By The CRIMSON Staff

Implicit in the notion of membership in an institution is full access to its resources. By this measure, degree candidates at the Harvard Extension School have been relegated to second class status within the University.

The Extension School is essentially a continuing education program for about 14,000 area adults, most of whom hold full-time jobs while attending classes at Harvard in the afternoon and evening. For about 600 select students, however, the School offers Bachelor of Liberal Arts degrees, comparable to the Bachelor of Arts degree offered by the College.

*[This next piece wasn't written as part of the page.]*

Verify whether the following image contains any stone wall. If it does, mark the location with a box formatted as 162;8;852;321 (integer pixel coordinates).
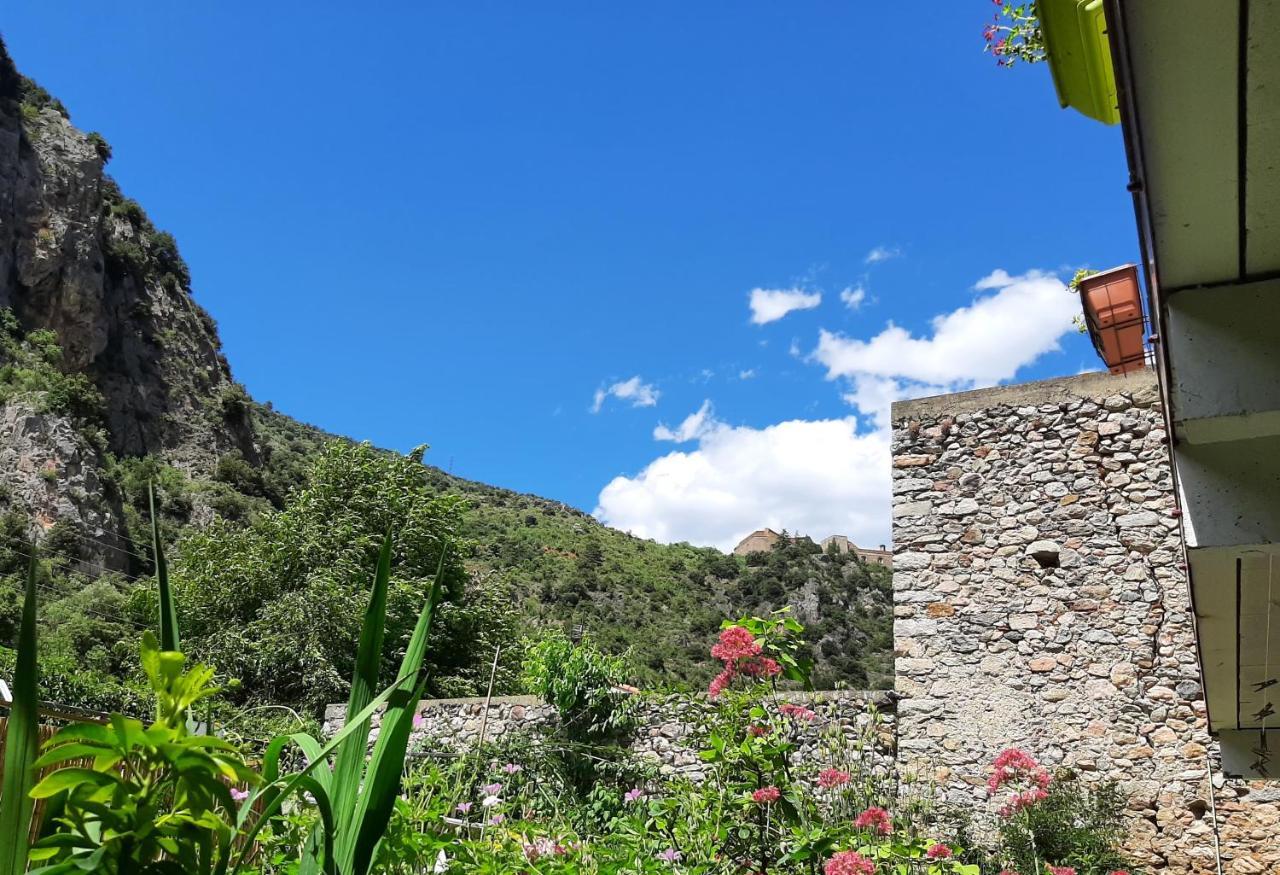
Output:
324;691;896;780
892;372;1280;875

Unlike the other schools at Harvard, however, undergraduate degree candidates at the Extension School have little or no access to important resources within the Harvard community, such as the Office of Career Services and the computer facilities at the Science Center. Degree candidates are ineligible to live in Harvard-affiliated housing, and access to the libraries of the professional schools is severely restricted.

Degree candidates are not even listed in the Harvard University Directory of Students, which ostensibly provides "the names of students registered in all departments of the University." Transients such as Special Students. Visiting Undergraduates and Traveling Scholars are listed. While a significant number of the University's population are ignored. Since there is no published directory of Extension School students, there is no meaningful way for degree candidates to know who constitutes their ranks.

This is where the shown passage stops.